The VCC scheme have been touted as a potential “game changer for Singapore” by many market observers, and it could well solidify Singapore’s status as a hub for international fund management while creating new jobs in the republic.
Indeed, since the introduction of the VCC structure, the wealth and asset management industry in Singapore has been abuzz with excitement and activity. You may have heard about people talking about VCCs, and you may be wondering what the fuss is all about. Here’s a quick look at the VCC structure, and what you should know about setting up one.
What is a VCC?
The quick and simple answer: a VCC is a new corporate entity for investment funds.
Under the VCC structure, several collective investment schemes (both open-end and closed-end schemes) can be established as a standalone or umbrella entity with several sub-funds. This new corporate entity structure will provide an alternative to existing structures in Singapore for investment funds, i.e. limited partnerships, unit trusts and investment companies.
One of the key advantages of a VCC is the use of an umbrella structure for funds. This way, you can create multiple sub-funds that share a board of directors and service providers like the same fund manager, auditor, accountant etc. You can also consolidate general meetings and only need to submit one set of accounts for tax returns.
The VCC structure offers a number of advantages:
Flexibility: you have the flexibility in the issuance and redemption of shares, and the ability to pay dividends out of net assets (instead of profits). You can also choose between open-ended and close-ended fund options.
Re-domicile funds from overseas: Overseas investment funds with compatible structures can be re-domiciled by transferring existing registration to Singapore as VCCs.
Discretion: VCCs offer privacy for investors and shareholders since they are not required to publish financial statements and share investor/shareholder registers to the public.
Tax incentives: All VCCs are treated as companies under the Companies Act for the purpose of income tax. As such, they enjoy the same tax incentives and tax deductions as Singapore companies. An umbrella VCC will only need to file a single corporate income tax return regardless of the number of sub-funds under the umbrella VCC; furthermore the conditions for tax exemption under Sections 13R and 13X of the Income Tax Act are applied to umbrella VCCs instead of individual sub-funds.
Government subsidy (VCC Grant): The Monetary Authority of Singapore (MAS) launched a VCC Grant Scheme to defray the costs involved in incorporating and establishing a VCC by co-funding up to 70% of eligible expenses paid to Singapore-based service providers up to a cap of $450,000. Eligible expenses include fees paid to fund administrators, legal fees, tax advisory, and corporate secretarial fees.
How to set up a VCC
A VCC can be incorporated with only one shareholder. There are no limits to the number of shareholders a VCC can have.
Registering a VCC is no different from any other business entity: you first choose and register a name for the VCC via the VCC Portal.
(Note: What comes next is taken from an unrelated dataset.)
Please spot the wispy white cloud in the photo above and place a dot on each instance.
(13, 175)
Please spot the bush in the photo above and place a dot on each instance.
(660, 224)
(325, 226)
Once the name application is approved, the name will be reserved for 120 days during which the VCC must be incorporated within this period.
The next stage is to appoint the officers of the VCC, namely:
Director: every VCC should have at least 1 director who is ordinarily resident in Singapore. Every VCC should also have at least 1 director (who can be the same person ordinarily residing in Singapore) who is either a Qualified Representative under the VCC Act, or a director of its fund manager.
Company Secretary: like any other company in Singapore, a VCC must appoint a secretary within 6 months from the date of its incorporation. The sole director of a VCC and the company secretary cannot be the same person.
Auditor: an auditor must be appointed within 3 months of the VCC’s incorporation.
Fund Manager: every VCC must appoint a Permissible Fund Manager, i.e. a fund manager that is licensed or regulated by the MAS. You would be required to provide the Permissible Fund Manager’s Unique Entity Number (UEN), full name, address of the fund manager’s principal place of business and country of incorporation when submitting your application to incorporate the VCC.
In addition, the following information would need to be provided:
Details of subscribers (including identification/passport numbers, name of subscriber and email address)
Registered office address and opening hours
Copy of Constitution; and
Financial Year End (FYE) to determine when the VCC’s corporate filing and taxes are due.
The fee for incorporating a VCC is SGD 8,000 and will typically take between 14 and 60 days for the application to be processed.